We hear a lot about privilege in the modern world. It’s been worn by overuse from bloggers and hipsters, thrown against weary ears, until the sharp sting that ought to accompany a word signifying a distinct lack of opportunity for others becomes nothing more than indifference. That is what privilege means. To have special rights and advantages in this world than those of one’s peers.
It exists in tangent with “inequality.” It just sounds prettier.
Those who are without the privileges of this society must be supported and aided until they obtain those same rights and those same privileges, until the word ‘privileged’ just means ‘human’.
CSUN has undergone recent investigations into the racial opportunity gap within our classes, which are then made available to professors so that they might alter their curriculum appropriately. However, this division in grades received between the traditionally privileged demographics of students and those from traditionally underserved communities creates a troubling question: Is this trend, visible in every college in the university, the fault of our professors or the lower education received by these students?

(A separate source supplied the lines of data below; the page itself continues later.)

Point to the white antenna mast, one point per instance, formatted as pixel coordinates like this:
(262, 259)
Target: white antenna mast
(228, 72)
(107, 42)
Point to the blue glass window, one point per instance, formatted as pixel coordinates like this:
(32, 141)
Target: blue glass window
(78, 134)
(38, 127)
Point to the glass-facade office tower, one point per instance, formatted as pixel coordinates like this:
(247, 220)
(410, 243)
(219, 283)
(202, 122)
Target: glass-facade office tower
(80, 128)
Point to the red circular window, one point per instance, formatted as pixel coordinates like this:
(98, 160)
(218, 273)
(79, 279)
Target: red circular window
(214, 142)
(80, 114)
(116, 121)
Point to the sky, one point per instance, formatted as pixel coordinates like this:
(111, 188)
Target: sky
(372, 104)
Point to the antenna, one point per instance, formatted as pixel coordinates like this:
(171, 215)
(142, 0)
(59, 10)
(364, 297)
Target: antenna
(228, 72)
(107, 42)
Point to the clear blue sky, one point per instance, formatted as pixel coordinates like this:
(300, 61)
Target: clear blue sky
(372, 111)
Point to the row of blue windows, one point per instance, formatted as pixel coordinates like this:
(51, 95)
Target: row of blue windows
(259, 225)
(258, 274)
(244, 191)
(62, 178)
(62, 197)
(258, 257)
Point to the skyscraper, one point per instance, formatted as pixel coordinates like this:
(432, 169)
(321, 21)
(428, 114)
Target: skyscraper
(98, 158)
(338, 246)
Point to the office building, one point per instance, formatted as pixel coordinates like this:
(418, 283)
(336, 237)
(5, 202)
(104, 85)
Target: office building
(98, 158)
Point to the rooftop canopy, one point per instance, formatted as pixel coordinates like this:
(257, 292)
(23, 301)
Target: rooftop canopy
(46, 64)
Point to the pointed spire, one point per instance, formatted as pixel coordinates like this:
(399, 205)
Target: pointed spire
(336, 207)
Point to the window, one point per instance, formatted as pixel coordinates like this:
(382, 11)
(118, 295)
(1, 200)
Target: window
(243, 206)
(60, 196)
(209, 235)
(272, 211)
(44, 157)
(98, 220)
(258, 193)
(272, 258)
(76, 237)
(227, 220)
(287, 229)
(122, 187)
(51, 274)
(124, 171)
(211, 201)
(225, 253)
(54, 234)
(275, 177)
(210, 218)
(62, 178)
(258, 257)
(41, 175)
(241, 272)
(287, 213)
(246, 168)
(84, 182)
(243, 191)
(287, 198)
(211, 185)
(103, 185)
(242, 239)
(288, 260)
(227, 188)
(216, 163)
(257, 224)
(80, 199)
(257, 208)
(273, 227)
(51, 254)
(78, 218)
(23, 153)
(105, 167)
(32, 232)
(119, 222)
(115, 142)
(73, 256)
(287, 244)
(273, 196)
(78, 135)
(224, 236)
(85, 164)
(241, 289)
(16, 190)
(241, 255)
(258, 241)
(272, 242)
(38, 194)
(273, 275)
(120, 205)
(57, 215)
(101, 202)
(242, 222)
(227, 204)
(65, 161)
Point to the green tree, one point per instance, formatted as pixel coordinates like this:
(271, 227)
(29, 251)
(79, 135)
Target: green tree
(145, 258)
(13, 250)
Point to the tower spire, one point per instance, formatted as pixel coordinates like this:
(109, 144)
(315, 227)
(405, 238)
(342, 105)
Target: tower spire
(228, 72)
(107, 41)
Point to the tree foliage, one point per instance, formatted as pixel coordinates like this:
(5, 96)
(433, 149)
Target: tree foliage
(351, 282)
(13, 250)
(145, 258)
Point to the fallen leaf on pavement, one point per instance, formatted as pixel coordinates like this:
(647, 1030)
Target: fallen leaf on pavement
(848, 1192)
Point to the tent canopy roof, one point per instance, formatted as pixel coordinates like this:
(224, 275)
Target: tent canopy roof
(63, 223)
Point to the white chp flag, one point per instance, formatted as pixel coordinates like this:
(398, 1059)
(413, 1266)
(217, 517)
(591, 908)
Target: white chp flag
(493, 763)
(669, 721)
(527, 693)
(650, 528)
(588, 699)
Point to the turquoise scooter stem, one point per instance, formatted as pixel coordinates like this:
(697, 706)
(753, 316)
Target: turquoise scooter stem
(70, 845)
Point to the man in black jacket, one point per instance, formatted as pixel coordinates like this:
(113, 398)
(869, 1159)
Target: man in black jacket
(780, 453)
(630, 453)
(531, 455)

Is it racial, displaying subtle and mostly unconscious prejudices in the minds of professors, or is it cultural, displaying insecurities in the minds of students due to social expectations and a lack of extensive precedence? Yet that can not be true for all, for each person exists within their own mentality.
If these discrepancies are due to a failing of high school curriculum, then why are these divisions so heavily racially based when there should be more outliers amongst those who fit into those demographics yet attended high quality high schools? Although class divisions are still often tied to race, due to inherited social and economic status, this is not a constant and therefore cannot be solely to blame.
Neither answer fully explains this troubling trend, for both present the opportunity for outliers which would make the consistency of inequality across campus unlikely.
Unfortunately, the racial segregation that was once commonplace in this country has at most faded and is still far from vanishing. It echoes, into the present, through the actions and cultural mindsets of each generation. We have healed, yes, but we are still in the hospital bed.
Those of us with privilege must come to see that privilege not as a right, but as an injustice to those without. And those without must know that a lack of opportunity is not their burden, but rather an injustice.
With the answer to this so heavily buried beneath a thousand causes, it is difficult to find a single solution. One might say that the greatest way to combat the past and its terrible consequences is to shine light on those scars, to hold them before the eyes of the deniers and force the realization that our society’s wounds are still healing.
By making these gaps public, this university has served to remind us all that they are but a reflection of society, where gaps in opportunity exist like scars against the abused. Each small victory, each open mind, each higher grade, moves us all closer to freeing ourselves from the terrible consequences of privilege.